Structural Significance of Conformational Preferences and Ribose-Ring-Puckering of Hyper Modified Nucleotide 5'-Monophosphate 2-Methylthio Cyclic N 6 -Threonylcarbamoyladenosine (p-ms 2 ct 6 A) Present at 37th Position in Anticodon Loop of tRNA Lys .

Structural significance of conformational preferences and ribose ring puckering of newly discovered hyper modified nucleotide, 5'-monophosphate 2-methylthio cyclic N 6 -threonylcarbamoyladenosine (p-ms 2 ct 6 A) have been investigated using quantum chemical semi-empirical RM1 and molecular dynamics simulation techniques. Automated geometry optimization of most stable structure of p-ms 2 ct 6 A has also been carried out with the help of abinitio (HF SCF, DFT) as well as semi empirical quantum chemical (RM1, AM1, PM3, and PM6) methods.

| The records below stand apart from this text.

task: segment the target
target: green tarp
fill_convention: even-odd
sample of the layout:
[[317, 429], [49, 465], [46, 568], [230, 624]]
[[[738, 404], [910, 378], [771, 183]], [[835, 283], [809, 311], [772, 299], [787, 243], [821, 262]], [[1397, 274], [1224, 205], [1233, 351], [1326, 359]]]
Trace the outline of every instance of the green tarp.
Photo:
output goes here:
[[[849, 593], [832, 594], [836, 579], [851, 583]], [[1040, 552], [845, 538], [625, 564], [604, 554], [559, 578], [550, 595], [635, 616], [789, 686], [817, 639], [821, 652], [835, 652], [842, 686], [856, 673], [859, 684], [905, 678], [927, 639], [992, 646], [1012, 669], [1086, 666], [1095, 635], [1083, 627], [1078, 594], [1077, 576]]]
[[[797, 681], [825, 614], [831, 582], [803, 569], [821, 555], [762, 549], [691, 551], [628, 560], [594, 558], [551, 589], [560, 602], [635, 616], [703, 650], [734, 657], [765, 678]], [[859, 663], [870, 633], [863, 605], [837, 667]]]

Most stable structure of p-ms 2 ct 6 A is stabilized by intramolecular interactions between N(3)…HC(2'), N(1)…HC(16), O(13)…HC(15), and O(13)…HO(14). The torsion angles alpha (α) and beta (β) show the significant characteristic patterns with the involvement of intramolecular hydrogen bonding to provide stability to the p-ms 2 ct 6 A. Further, molecular dynamics simulations of p-ms 2 ct 6 A revealed the role of ribose sugar ring puckering i.e. C2'-endo and C3'-endo on the structural dynamics of ms 2 ct 6 A side chain. The modified nucleotide p-ms 2 ct 6 A periodically prefers both the C2'-endo and C3'-endo sugar with 'anti' and 'syn' conformations. This property of p-ms 2 ct 6 A could be useful to recognize the starting ANN codons. All atom explicit MD simulation of anticodon loop (ACL) of tRNA Lys of Bacillus subtilis containing ms 2 ct 6 A at 37th position showed the U-turn feature, base stacking ability with other adjacent bases and hydrogen bonding interactions similar to the isolated base p-ms 2 ct 6 A. The ribose sugar puckering contributes to the orientation of the side chain conformation of p-ms 2 ct 6 A. Thus, the present study could be helpful to understand the structure-function relationship of the hypermodified nucleoside, ms 2 ct 6 A in recognition of the proper codons AAA/AAG during protein biosynthesis.